A day after a major bill was introduced, cryptos are making waves in the UK again!
- UK High Court classified Tether (USDT) as property, setting a legal precedent Bill before British parliament expands the definition of ‘property’ to include digital assets like NFTs and cryptocurrencies
The landscape of cryptocurrency adoption is shifting with every passing day, with Chainalysis’s Global Crypto Adoption Index’s latest report testifying to the same. According to the same, while India and Nigeria lead globally, the United Kingdom lags behind at 12th among the top 20 countries.
However, recent advancements in the UK’s regulatory framework could mean the tide is turning for the better.
A landmark ruling
A recent ruling by a British High Court has designated stablecoin Tether (USDT) as property. This is a historic first under English law for cryptocurrency classification following a comprehensive trial.
In his ruling on 12 September, Deputy Judge Richard Farnhill of the High Court of Justice remarked,
“USDT attract property rights under English law.”
He added,
“It [USDT] is neither a chose in action nor a chose in possession, but rather a distinct form of property not premised on an underlying legal right. It can be the subject of tracing and can constitute trust property in the same way as other property.”
Judge Farnhill highlighted a well-established precedent affirming that cryptocurrencies qualify as property. In doing so, he referenced a 2019 judgment from the same court which was not contested at trial.
Is there more to it?
This view is in line with the Law Commission of England and Wales’s 2023 report which categorized digital assets as property.
Here, it’s worth pointing out that the aforementioned ruling coincided with a U.K government bill, introduced just a day prior. It aims to define non-fungible tokens (NFTs), cryptocurrencies, and carbon credits as “things” and “personal property” under existing property laws.
The bill proposes an expansion of the traditional definition of “property,” which previously encompassed “things in possession” and “things in action.” If passed, it will introduce a third category of “thing,” specifically designed to include digital assets that confer personal rights.
This change aims to explicitly recognize and incorporate digital assets into the property framework.
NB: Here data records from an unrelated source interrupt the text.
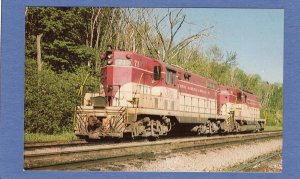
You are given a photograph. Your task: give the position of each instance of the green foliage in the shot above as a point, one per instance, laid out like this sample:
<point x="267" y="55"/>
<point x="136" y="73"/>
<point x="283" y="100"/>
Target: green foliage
<point x="69" y="43"/>
<point x="50" y="102"/>
<point x="63" y="40"/>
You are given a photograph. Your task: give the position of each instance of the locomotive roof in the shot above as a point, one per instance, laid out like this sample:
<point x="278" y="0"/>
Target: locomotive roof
<point x="168" y="66"/>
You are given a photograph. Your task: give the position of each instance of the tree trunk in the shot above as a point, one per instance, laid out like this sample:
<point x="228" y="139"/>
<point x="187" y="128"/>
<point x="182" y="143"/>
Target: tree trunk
<point x="39" y="52"/>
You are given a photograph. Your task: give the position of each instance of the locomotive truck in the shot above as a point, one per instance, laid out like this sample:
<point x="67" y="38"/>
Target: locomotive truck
<point x="144" y="97"/>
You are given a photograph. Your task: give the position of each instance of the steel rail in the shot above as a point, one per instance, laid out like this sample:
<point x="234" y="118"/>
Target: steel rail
<point x="252" y="163"/>
<point x="41" y="159"/>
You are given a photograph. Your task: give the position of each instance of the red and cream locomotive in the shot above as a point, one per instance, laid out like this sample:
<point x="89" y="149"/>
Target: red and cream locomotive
<point x="144" y="97"/>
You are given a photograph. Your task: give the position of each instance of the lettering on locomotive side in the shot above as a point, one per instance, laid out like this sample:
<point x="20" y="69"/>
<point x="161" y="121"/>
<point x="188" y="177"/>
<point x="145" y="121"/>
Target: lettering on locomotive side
<point x="149" y="98"/>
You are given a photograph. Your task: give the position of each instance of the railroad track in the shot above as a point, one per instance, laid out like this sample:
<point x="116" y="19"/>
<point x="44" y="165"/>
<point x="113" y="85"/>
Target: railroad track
<point x="249" y="165"/>
<point x="59" y="157"/>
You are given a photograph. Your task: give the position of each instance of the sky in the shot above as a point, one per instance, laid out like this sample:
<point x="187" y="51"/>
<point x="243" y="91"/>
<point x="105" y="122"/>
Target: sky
<point x="256" y="35"/>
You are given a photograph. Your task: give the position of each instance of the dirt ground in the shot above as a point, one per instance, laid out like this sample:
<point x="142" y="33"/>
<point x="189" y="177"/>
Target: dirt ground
<point x="215" y="158"/>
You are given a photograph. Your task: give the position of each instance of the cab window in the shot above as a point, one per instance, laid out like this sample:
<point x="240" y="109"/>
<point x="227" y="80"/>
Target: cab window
<point x="170" y="77"/>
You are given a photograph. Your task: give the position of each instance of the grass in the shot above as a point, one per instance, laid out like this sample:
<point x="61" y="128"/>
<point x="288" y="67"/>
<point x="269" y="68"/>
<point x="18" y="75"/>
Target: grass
<point x="273" y="128"/>
<point x="30" y="137"/>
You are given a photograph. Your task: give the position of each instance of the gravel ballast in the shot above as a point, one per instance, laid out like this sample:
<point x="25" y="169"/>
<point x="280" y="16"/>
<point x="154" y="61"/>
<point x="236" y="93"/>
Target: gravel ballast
<point x="210" y="159"/>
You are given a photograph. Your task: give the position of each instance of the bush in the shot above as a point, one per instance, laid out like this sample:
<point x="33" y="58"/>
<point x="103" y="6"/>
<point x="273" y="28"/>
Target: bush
<point x="50" y="98"/>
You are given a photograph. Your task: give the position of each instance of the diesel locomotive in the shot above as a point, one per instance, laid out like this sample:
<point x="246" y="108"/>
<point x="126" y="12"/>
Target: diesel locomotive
<point x="144" y="97"/>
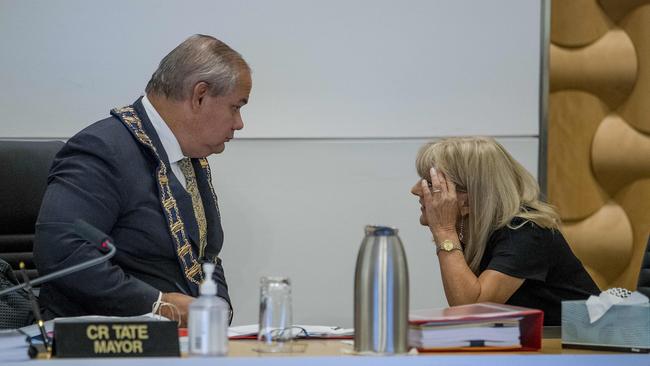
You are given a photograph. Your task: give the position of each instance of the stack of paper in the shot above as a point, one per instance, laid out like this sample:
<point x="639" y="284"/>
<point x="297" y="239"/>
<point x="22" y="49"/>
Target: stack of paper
<point x="476" y="327"/>
<point x="503" y="333"/>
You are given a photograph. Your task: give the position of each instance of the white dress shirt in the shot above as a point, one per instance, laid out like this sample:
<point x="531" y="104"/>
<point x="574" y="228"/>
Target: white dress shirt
<point x="172" y="149"/>
<point x="167" y="138"/>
This is a sign of growing significance in the asset class and the need for legal clarity in their treatment.
USDT legal status questioned?
For those unaware, recently, the legal status of USDT also emerged as a key issue in a case where fraud victim Fabrizio D’Aloia’s stolen cryptos, including USDT, were laundered through crypto mixers and exchanges.
D’Aloia failed to prove that his stolen USDT reached the Thai exchange BitKub.
While Judge Farnhill acknowledged the fraud, he ruled that the use of crypto mixers prevented tracing the USDT to BitKub’s wallet. This led to the dismissal of D’Aloia’s breach of trust claims.
USDT emerges the winner
In the meantime, Tether has emerged as a dominant force in the stablecoin sector.
According to Visa on-chain analytics, USDT has significantly outpaced Circle’s USDC in transaction volume, reinforcing its leading position in the market.
As expected, USDT has significantly contributed to the recent expansion of the stablecoin market.
Beginning 2024 with a market capitalization of $91.69 billion, Tether has seen steady growth since. In fact, it reached a market cap of over $117.84 billion in August.